Thursday, April 23, 2026

SO FAR AWAY


I often say a long-distance relationship suits me. I like my time with my partner, but I also value time on my own. As an introvert, I can never seem to get enough quiet time to myself. 

 

But having returned from Evan’s home in Denver three days ago, I haven’t settled in the way I usually do. I know a big part of it has to do with the fact I’m flying again at the end of the week to Canada’s East Coast for a conference that I’ll stretch into a week of travel. So, yes, the suitcase only gets a brief period in my closet before another round of packing.

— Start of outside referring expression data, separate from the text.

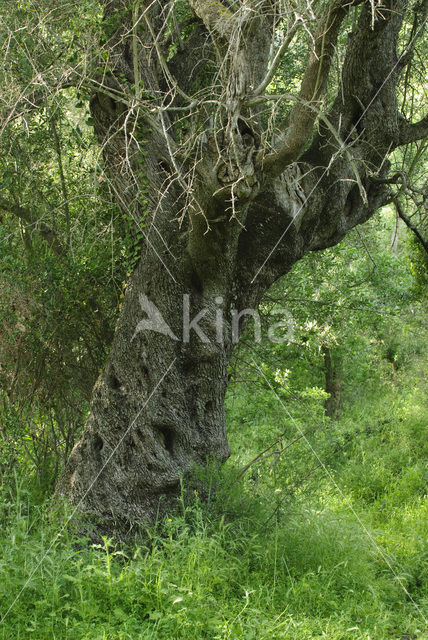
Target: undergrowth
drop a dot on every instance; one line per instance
(279, 553)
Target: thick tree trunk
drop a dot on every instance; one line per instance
(248, 213)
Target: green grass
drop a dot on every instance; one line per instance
(266, 558)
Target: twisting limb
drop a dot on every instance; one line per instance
(313, 85)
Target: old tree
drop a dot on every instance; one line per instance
(238, 135)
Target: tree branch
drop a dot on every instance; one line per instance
(313, 85)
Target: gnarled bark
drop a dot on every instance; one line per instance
(221, 227)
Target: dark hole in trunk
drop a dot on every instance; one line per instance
(167, 438)
(98, 443)
(113, 381)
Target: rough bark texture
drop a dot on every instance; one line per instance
(250, 212)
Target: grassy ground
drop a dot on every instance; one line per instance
(293, 550)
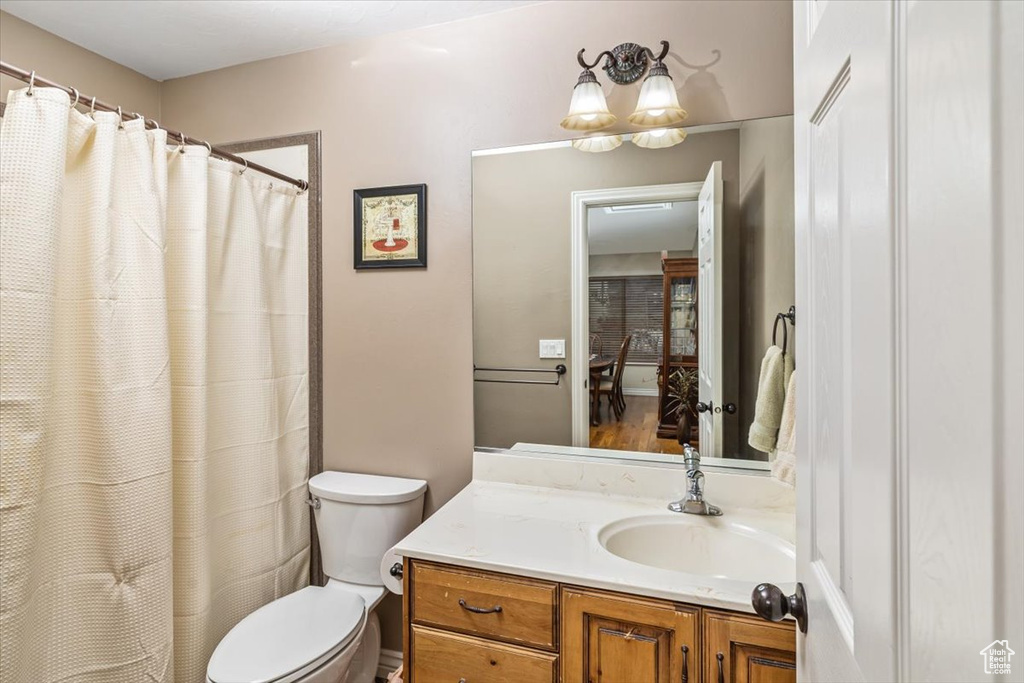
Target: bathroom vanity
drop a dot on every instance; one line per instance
(550, 568)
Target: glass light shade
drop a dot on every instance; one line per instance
(588, 110)
(598, 143)
(657, 104)
(658, 139)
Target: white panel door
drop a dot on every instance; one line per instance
(709, 310)
(845, 383)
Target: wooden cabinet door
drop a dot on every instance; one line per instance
(620, 639)
(747, 649)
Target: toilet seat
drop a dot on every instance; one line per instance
(288, 638)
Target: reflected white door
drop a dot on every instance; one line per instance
(710, 310)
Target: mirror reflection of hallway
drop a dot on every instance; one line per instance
(537, 279)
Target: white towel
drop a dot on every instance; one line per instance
(775, 371)
(783, 467)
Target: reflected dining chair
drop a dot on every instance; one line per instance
(612, 386)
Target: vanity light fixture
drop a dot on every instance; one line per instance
(658, 139)
(588, 110)
(658, 104)
(625, 63)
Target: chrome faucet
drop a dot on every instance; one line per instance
(693, 502)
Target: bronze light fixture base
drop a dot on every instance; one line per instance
(625, 63)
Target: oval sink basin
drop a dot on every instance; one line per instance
(705, 546)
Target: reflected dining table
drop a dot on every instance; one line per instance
(598, 366)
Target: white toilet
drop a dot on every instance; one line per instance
(328, 634)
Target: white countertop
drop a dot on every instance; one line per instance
(551, 531)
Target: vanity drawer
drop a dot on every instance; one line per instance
(518, 610)
(446, 657)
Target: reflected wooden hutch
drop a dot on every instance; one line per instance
(679, 340)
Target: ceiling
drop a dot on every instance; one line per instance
(165, 39)
(642, 231)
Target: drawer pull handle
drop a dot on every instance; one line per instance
(479, 610)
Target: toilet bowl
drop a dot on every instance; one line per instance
(328, 634)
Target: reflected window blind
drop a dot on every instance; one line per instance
(628, 305)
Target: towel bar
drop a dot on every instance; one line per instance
(559, 370)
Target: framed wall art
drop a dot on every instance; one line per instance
(390, 227)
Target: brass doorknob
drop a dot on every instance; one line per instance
(772, 604)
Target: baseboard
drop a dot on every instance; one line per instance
(390, 660)
(640, 392)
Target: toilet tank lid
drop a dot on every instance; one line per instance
(366, 488)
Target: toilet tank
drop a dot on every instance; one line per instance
(359, 518)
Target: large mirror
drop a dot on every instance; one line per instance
(626, 301)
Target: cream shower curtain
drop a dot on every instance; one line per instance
(154, 382)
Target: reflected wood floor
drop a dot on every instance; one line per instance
(637, 431)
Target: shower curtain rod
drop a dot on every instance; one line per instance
(33, 80)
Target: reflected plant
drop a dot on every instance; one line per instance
(681, 392)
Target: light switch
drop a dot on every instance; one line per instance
(552, 348)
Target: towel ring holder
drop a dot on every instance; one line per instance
(786, 318)
(785, 332)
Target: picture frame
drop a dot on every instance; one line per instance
(389, 227)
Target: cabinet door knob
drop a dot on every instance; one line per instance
(772, 604)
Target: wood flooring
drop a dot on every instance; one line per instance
(637, 431)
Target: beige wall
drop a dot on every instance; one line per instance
(29, 47)
(769, 257)
(521, 274)
(409, 108)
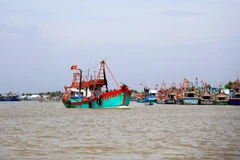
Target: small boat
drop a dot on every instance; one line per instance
(235, 93)
(235, 98)
(222, 99)
(190, 98)
(85, 92)
(10, 97)
(207, 99)
(147, 96)
(171, 98)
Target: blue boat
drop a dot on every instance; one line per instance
(149, 96)
(234, 99)
(9, 97)
(190, 98)
(90, 93)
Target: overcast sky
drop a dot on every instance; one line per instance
(143, 41)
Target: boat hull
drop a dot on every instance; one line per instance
(221, 102)
(190, 101)
(113, 100)
(146, 100)
(206, 102)
(171, 101)
(234, 101)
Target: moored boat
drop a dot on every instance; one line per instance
(207, 99)
(171, 98)
(235, 99)
(222, 99)
(86, 93)
(190, 98)
(147, 96)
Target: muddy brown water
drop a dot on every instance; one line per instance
(48, 130)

Vancouver doesn’t feel like home at the moment; instead, it’s a pit stop. 

 

But backing things up a bit, I didn’t want to fly home from Denver in the first place. I’d been there three weeks which is about as long as any of our visits, but there was nothing beckoning back in Vancouver. Even my introverted ways were subdued rather than begging for respite. 

 

I suppose that means our relationship is continuing to grow after four years together, always living in different cities with Evan first in Seattle, then Denver. Each time I visit, Evan says, “I wish you weren’t going. Can’t you change your flight?” This time, instead of saying no, I offered an alternative version of yes. I might drive back in a couple weeks’ time with the intent of staying for two months. 

 

Big step.

 


Of course, there’s the obvious—it would be our longest time together. But a two-month stay also changes the dynamics in terms of what is legally permissible. I am only allowed to visit the U.S. for a day less than half the year and a two-month chunk all at once eats up a lot of visitation time, frontloading the year. I’ve already been in the U.S. for five or six weeks so more than half of my year’s allotment will be eaten up after this extended trip. It means we’ll have to plan more carefully for the second half of the year. It’s like eating too much pie all at once and then having to spread out and savour the last bites, although not to such an extreme.

 

Evan can, of course, visit me in Canada as well, but he’s just started a new job and can’t get away as often or as long. Again, his trips, when even possible, will need to be thoughtfully scheduled over the rest of the year. 

 

It’s not a bad problem to have. Four years in, we want to see more of each other. We want to see how we handle being together for a longer chunk of time. In the meantime, it feels like I’m stationed in Vancouver, feeling like it is but a stopover, trying to make the most of my normally coveted downtime. 

 

My, how a relationship changes everything!